Whoever decided to interrupt the handiwork of the Washington city planners by discontinuing the sequences of numbered and lettered streets through the insertion of Prospect and Potomac Streets must have been wise beyond his or her years. While at first I doubted the necessity of such confusing decisions occurring exactly in the middle of the alphabet and in between 33rd and 32nd Streets, I have come to understand its cosmic significance.

Where Prospect meets Potomac is where yummy meets stomach, thanks to the combined powers of the Booeymonger delicatessen and Chu’s Cafe. Next door neighbors in terms of location, these two small restaurants also share the common bond of offering unique and delicious dining experiences.

My dining pleasures on the corner of deliciousness began freshman year with a handful of dinners at Booey’s. Of course, I was thrown at first by the intricate “order here” and “pay there” system, but after a few trips, I was able to catch on. With sandwich names as silly as “Pita Pan” and “Tuna Turner,” I knew that I had found the right place to eat.

The sandwiches were always large and great, but it was the reusable plastic cups that sealed the deal for me. I know that I have frequented Booey’s at least 64 times since freshman year … because that is the number of large drink cups adorned with the name of the restaurant laying of the floor of my room in a neat stack. The collection has become far less of a chore to maintain now that Booey’s has become a Pepsi establishment, switching a little more than a year ago from its earlier Coke roots.

My experiences with Chu’s began later in my college career, probably not until the beginning of my junior year. The simple fact was that if I was hungry and walking up Prospect Street, I never made it past Booey’s to realize that the deliciousness continued. The introduction was quick and addicting. Now, a week without Chu’s usually means a week in a different state or country. For one meal or another, a lunch here, a dinner there, I usually end up at Chu’s.

The combination of the quality of the food, student-friendly prices, the presence of Pepsi products and the overall atmosphere place Chu’s at the top of my favorite places to eat. Mrs. Chu is the primary point of contact for customers, and after a few trips, she has a knack of knowing what you are going to order before you can ask for it. Mr. Chu handles the kitchen, and his handiwork is delicious. Implicitly, this combo is one of the best features of the restaurant.

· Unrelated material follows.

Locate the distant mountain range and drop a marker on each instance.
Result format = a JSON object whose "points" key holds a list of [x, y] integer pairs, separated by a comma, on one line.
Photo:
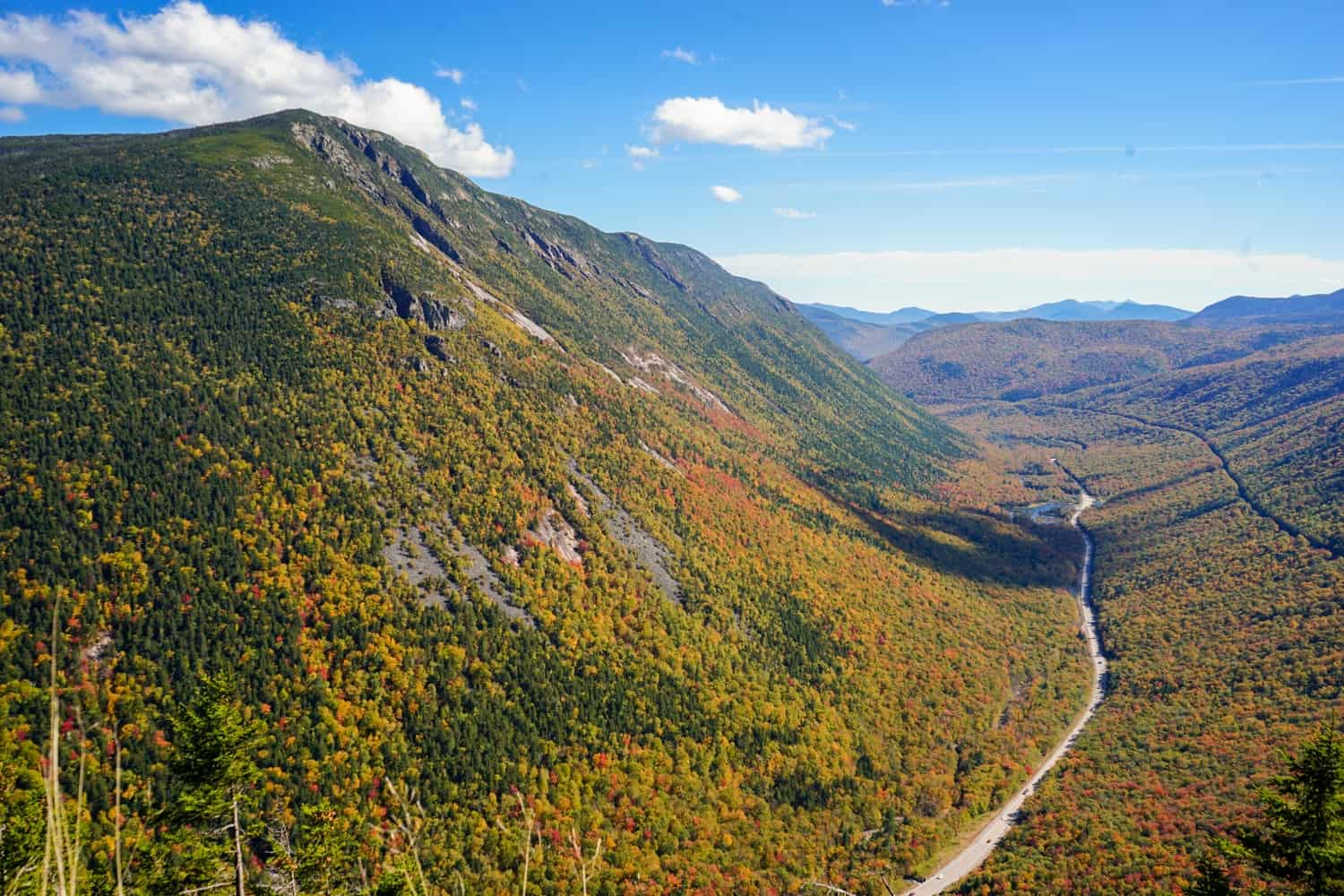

As a student away from home-cooked meals, I not only appreciate a good meal to eat but also the atmosphere of a family. Sure, my family could be said to be more Italian than Chinese, but the general concept of eating a meal within the presence of mother and father figures goes a long way in my subconscious.

Eating at college without the supervision of people who understand the distinction between protein and carbohydrates can be quite a challenge. (Fortunately, I have learned a little more about nutrition over the past few years. Pasta plus water does not equal healthy). Options are plentiful at times and sparse at others, with options of cooking, visiting the dining hall or spending money to go to a restaurant. But if you happen to be in the direction of Prospect Street around lunch or dinner time, the choices can be a lot simpler and even a little healthier thanks to two establishments that have put together the ingredients to make great places to eat.

Joe Musumeci is a senior in the college and contributing editor and member of the board of directors for The Hoya.